Els Opsomer, active as a visual artist, video maker, photographer and graphic designer, is fascinated by the complexity of the reality we live in, a stratification which is most tangible in urbane surroundings. In her work she fathoms out its polymorphic and multi-coloured textures, the many illusive sounds and languages buzzing through the streets and over the squares – the city as a microcosm, a labyrinth in which lives keep crossing, almost invisibly they interweave into a whimsical mosaic. Slowly patterns take shape, lines zigzag and disappear, colours blossom and whither, life leaves its traces. This intricate web of dimensions and impressions constitute the background, as well as the breeding ground for a contemplative quest into straying thoughts and forgotten images.
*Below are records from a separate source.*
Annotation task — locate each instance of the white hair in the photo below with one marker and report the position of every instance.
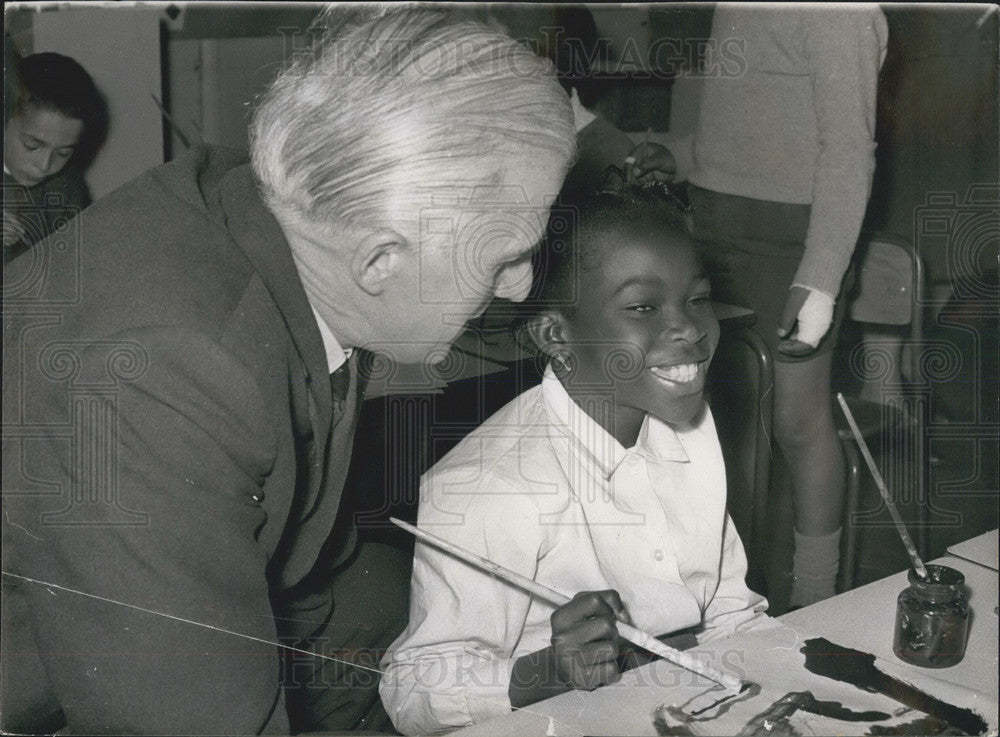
(391, 104)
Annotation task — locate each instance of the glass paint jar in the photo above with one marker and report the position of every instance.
(932, 619)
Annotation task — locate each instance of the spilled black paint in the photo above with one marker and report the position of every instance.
(825, 658)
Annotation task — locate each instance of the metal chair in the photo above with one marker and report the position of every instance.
(740, 391)
(887, 292)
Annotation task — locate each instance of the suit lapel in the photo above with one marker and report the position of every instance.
(314, 510)
(257, 232)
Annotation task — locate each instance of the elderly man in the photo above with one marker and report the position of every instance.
(181, 383)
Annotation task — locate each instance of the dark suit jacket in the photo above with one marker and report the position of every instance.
(172, 455)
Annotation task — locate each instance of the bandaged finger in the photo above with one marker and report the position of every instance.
(814, 318)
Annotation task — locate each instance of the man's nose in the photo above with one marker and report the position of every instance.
(514, 282)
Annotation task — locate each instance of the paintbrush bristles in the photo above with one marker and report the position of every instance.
(911, 549)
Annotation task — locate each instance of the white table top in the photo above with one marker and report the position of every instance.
(863, 619)
(981, 550)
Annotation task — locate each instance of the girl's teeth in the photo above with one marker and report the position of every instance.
(680, 374)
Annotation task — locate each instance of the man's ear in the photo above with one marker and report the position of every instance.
(376, 258)
(548, 331)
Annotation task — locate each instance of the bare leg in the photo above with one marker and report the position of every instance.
(804, 428)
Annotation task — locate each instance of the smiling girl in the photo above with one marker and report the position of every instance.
(607, 479)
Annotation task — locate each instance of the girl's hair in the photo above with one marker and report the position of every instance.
(569, 246)
(392, 104)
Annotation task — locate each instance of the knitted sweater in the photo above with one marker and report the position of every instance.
(789, 116)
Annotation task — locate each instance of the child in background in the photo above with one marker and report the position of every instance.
(606, 479)
(58, 120)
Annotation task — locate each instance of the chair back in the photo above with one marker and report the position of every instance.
(888, 281)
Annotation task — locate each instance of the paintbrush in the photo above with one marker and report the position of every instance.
(636, 636)
(918, 564)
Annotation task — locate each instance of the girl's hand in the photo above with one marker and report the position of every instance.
(585, 639)
(650, 161)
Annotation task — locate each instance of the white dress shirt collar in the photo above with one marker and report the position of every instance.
(335, 354)
(657, 440)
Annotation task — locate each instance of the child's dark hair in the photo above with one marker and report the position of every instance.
(52, 81)
(567, 250)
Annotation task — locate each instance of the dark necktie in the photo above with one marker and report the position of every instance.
(340, 381)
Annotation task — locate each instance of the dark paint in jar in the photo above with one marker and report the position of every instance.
(932, 619)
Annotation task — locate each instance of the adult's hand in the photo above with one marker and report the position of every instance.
(650, 161)
(585, 639)
(806, 318)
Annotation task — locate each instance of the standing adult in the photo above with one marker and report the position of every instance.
(780, 169)
(180, 400)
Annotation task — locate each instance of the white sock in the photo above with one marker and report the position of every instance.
(814, 567)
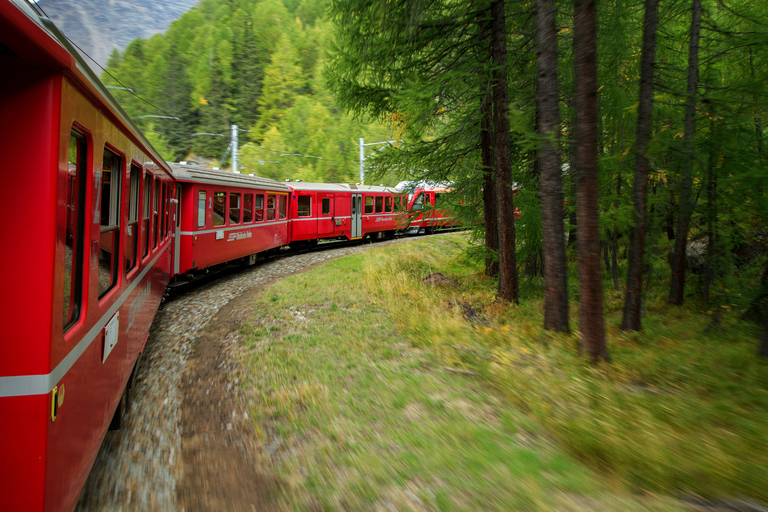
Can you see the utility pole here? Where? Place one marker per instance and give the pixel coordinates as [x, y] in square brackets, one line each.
[362, 160]
[362, 154]
[234, 149]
Opsomer draws from her ever growing archive of urban images. She compiles personal comments on, and reinterpretations of, global reality. Her installation desire/at last (1997) consisted of three hundred colour slides, taken between 1995 and 1997 in various big cities spread out over three continents (Europe, Asia and North America). Each picture represented a portrait of ’un grand ensemble’, a great block of flats in the suburbs of a city. The everyday activities taking place in these similar locations all over the world turned out to bear an enormous amount of resemblances, but at the same time they could not have been more different. In this “global catalogue of the trivial”, an accumulation of abstract architectural exercises and urbanisation plans a seemingly endless collection of stories rises to the surface. Stories in which ‘alienating’ and ‘familiar’, ‘public’ and ‘private’, ‘here’ and ‘there’ keep changing places, telling as much about the cosmopolitan city as about the transnational world. This idea of globalisation, as a process based on local patterns, was further elaborated in the multimedia installation Mondophrenetic™, in collaboration with Herman Asselberghs and Rony Vissers.

Often Els Opsomer represents her reflections as ‘survival strategies’ or ‘messages for my friends’, as a means to protect the human sensibility and safeguard it. Video operates as a notepad, a ‘diary of thoughts’ reflecting a constant feeling of solitude and isolation. This detachment from immediate surroundings one keeps experiencing as an individual constitutes an important motive in her work – the experience of places which make you feel as if you’ve been there before, yet at the same time you realize you will never be a part of it. She looks for and creates meaning in an associative pallet of ‘lost images’: snapshots which come across all kinds of deeper traces and recollections in the trivial. Not the image in itself is important, nor the artefact, but the transitory and unsettled impression it provokes and the patchwork of associations it uncovers. On top of this Opsomer complements her visual idiom with text, fragmentary musings which manage to seep through to the heart of the matter. In The Agony of Silence (2003), the first in a series of videos she made with the amateur software iLife, a visit to Palestine brings her to question the preservation of human integrity in an area where violence is experienced in daily doses, where human dignity is harmed, day in and day out, on various levels and throughout several generations. “Brutal MEMORY erasing sweetness – Only fragmented thoughts submerge day and night”, she writes in her video letter, addressing anonymous friends. It is an attempt to grasp personal integrity and sensibility in the intricate cobweb which reality does contain, an introspective account of a universal place.